Periventricular white matter damage in the post-natal brain in hypoxic conditions

Abstract

Inflammation has been recognized as a major factor contributing to periventricular white matter (PWM) damage in neonates. Microglial cells and astrocytes play a crucial role in inflammatory response. This study investigated their role in PWM damage (PWMD) in hypoxic conditions. The potential mechanisms by which amoeboid microglial cells (AMC) and astrocytes induce oligodendrocyte and axon damage in hypoxic conditions were also examined.
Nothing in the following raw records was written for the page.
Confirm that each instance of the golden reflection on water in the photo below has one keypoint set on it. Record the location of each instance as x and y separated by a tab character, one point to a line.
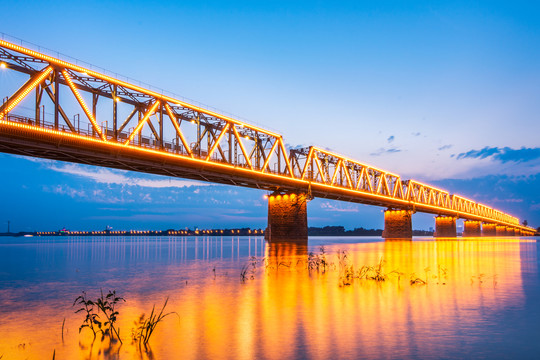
288	311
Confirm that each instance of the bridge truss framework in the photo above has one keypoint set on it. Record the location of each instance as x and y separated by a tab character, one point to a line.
126	126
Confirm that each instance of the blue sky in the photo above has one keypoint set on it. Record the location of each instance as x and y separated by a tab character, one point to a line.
442	93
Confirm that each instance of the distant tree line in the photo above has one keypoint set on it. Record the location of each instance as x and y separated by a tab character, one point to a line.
340	231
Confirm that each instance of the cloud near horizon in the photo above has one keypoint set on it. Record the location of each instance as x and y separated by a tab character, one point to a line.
119	177
503	155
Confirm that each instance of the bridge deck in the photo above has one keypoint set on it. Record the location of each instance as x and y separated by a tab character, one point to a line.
149	132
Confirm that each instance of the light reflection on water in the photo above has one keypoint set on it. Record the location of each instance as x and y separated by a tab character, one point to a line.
481	299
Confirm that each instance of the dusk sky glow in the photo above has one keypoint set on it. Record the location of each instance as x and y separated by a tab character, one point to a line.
443	94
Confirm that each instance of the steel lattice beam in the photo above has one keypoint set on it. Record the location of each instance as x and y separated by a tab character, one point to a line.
220	149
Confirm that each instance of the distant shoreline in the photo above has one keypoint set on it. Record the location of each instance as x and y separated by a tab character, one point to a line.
312	231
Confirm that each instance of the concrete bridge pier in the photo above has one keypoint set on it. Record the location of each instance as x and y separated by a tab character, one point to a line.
397	224
445	226
500	230
489	229
472	228
287	217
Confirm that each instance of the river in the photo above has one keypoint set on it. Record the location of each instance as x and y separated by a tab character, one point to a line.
242	298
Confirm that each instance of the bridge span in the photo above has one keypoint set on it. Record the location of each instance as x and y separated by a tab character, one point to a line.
64	111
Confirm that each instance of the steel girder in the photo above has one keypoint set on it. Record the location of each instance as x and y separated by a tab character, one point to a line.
202	144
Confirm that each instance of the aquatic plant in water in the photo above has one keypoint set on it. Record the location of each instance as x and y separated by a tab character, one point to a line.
101	314
248	270
145	326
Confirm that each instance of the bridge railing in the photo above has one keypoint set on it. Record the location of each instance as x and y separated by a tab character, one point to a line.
120	113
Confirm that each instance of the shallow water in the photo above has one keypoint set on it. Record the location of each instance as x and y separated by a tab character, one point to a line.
481	299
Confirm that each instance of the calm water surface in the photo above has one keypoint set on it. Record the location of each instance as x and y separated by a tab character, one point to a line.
481	300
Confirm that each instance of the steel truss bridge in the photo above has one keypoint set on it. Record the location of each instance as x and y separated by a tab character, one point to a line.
128	127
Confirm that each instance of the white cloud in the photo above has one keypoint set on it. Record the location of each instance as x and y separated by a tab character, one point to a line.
118	177
342	208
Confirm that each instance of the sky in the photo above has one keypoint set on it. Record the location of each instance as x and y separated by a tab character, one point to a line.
447	94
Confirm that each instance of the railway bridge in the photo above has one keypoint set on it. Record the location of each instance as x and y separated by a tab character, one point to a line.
64	111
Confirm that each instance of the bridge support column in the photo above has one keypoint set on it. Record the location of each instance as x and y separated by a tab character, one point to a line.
489	229
445	226
397	224
500	230
287	217
472	228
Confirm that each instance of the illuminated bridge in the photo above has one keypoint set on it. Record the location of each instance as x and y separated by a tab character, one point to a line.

Wistar rats (1-day old) were subjected to hypoxia, following which upregulated tumor necrosis factor-a (TNF-a), interleukin-1ß (IL-1ß), monocyte chemoattractant protein-1 (MCP-1), chemokine (C-C motif) receptor 2 (CCR2), and macrophage-colony stimulating factor (M-CSF) expression was observed. Immunoexpression of these was specifically located in AMC from 24h-7d. However, CSF-1 receptor (CSF-1R), TNF-a and IL-1ß immunoexpression was increased in the astrocytes from 7-14d. TNF receptor 1 (TNF-R1) and IL-1 receptor 1 (IL-1R1) immunoexpression was localized in the oligodendrocytes and axons in the PWM. This was coupled with damage to oligodendrocytes and disruption of axons. The increased cell numbers of AMC in the PWM possibly resulted from the migration of AMC from nearby regions of the brain. Primary cultured microglial cells subjected to hypoxia showed enhanced expression of TNF-a, IL-1ß, MCP-1 and. M-CSF through MAP kinase or NF-kappaB signaling pathway. Primary cultured astrocytes treated with M-CSF exhibited increased expression of TNF-a and IL-1ß through MAP kinase signaling pathway. In chemotaxis assay, the medium derived from hypoxia-treated microglial cultures attracted more migratory microglial cells. Based on the above results, this study suggests that, in the course of an inflammatory response in the PWM in hypoxia, AMC might contribute to inflammation at the early phase whereas astrocytes at the late phase. Increased production of cytokines and chemokines would lead to apoptosis of oligodendrocytes, damage to axons and myelination disturbances resulting in PWM lesion.